Злобный смешок короля, когда тот объявил Робину, что мать-природа очень вовремя позаботилась о противнике, вселил в сердце Рочестера истинный ужас.
«Вовремя…» Это слово занозой засело в душе его светлости. Да, конечно, смерть сэра Томаса накануне слушания в комиссии была действительно своевременной. Необычайно своевременной. Подозрительно своевременной. Рочестер вздрогнул, и мысли его потекли по новому руслу.
Они сидели вдвоем с королем. Его величество развалился в кресле, небрежно прикрывшись халатом, ибо привезший известие из Лондона курьер застал короля еще в постели. Король был поражен тем, как вдруг изменилось лицо фаворита.
– Что с тобой, Робин?! Ты не заболел, дружок? Рочестер сурово глянул на короля и медленно ответил:
– Да, заболел.
– Ох, что же с тобой такое? Что мучает тебя? – В выпуклых глазах короля появилась озабоченность.
– Что меня беспокоит? Вы сказали, что Том Овербери умер как нельзя вовремя. Но действительно ли об этом позаботилась мать-природа?
– Конечно, поскольку болезнь – это кара, насланная самой природой, а мне говорили, что он уже несколько недель болел.
– Неужели ваше величество не желал бы его выздоровления?
– Ну уж нет! – Яков чуть ли не засмеялся. – Если б я сказал, что жаждал его выздоровления, я был бы настоящим лицемером.
– Однако факты говорят о другом. Факты говорят, что ваше величество беспокоились о здоровье Овербери, ведь вы послали к нему вашего личного врача!
У Якова челюсть чуть не отвисла от удивления и испуга.
– Я получил записку от лорда-хранителя печати, – сообщил Рочестер, – там говорится, что сэр Теодор Майерн в прошлый вторник посетил Овербери. А в среду он умер – за день до того, как выступить в комиссии. Странная последовательность событий!
– Черт побери! Что это ты такое говоришь?! – В голосе короля зазвучал отнюдь не наигранный гнев.

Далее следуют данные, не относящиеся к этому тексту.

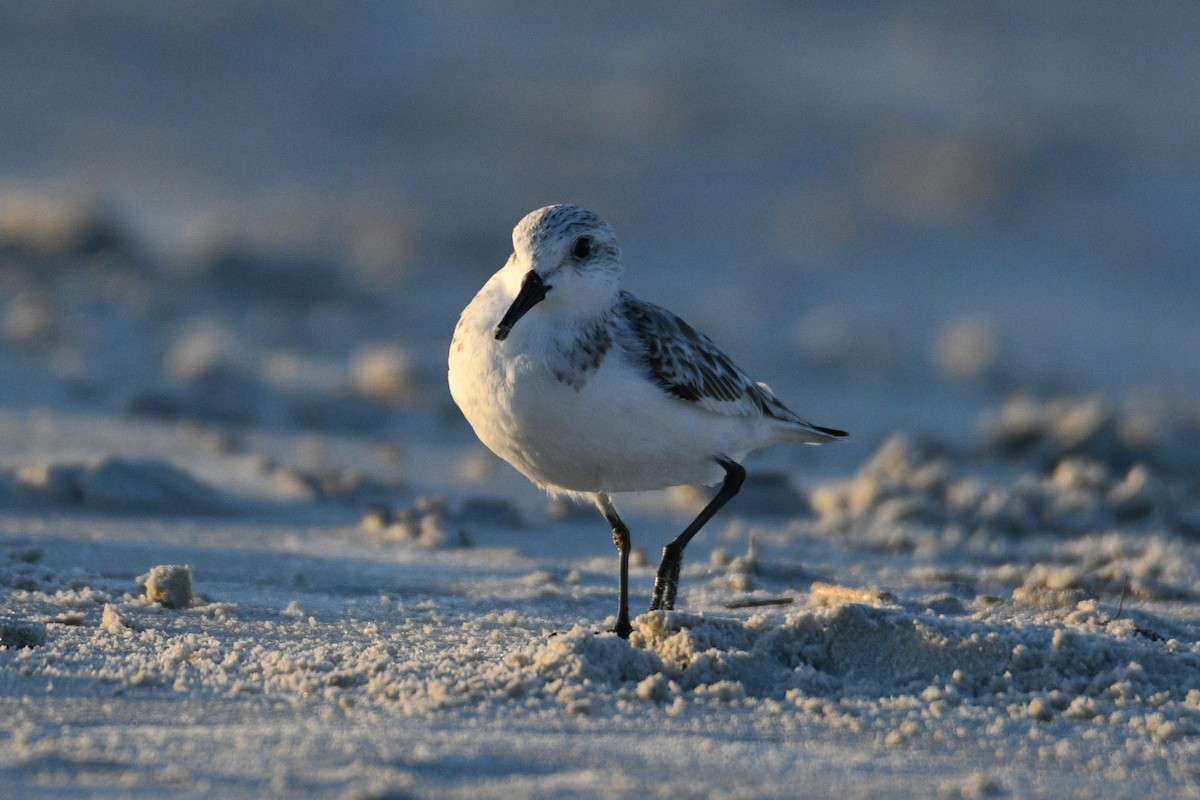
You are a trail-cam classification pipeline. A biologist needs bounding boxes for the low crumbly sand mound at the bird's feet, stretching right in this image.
[520,604,1200,704]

Его светлость весьма неуважительно покачал головой и, глядя прямо в лицо королю, спросил:
– Почему вы послали Майерна? Майерн должен был лечить человека, чья смерть, говоря вашими же словами, оказалась очень своевременной? Вы ведь сами сказали, что были бы лицемером, если бы хотели его выздоровления!
– Хватит! – Король Яков вскочил. Он дрожал от злости на фаворита, которому сам же и дал слишком много свободы, в том числе свободу говорить подобным презрительным тоном. – Ты, кажется, забыл, с кем говоришь! – Король запахнулся в халат, чтобы придать своей позе величавость. – Иногда, милорд, вы забываете, что я король.
– Иногда, – последовал смелый ответ, – ваше величество сам об этом забывает.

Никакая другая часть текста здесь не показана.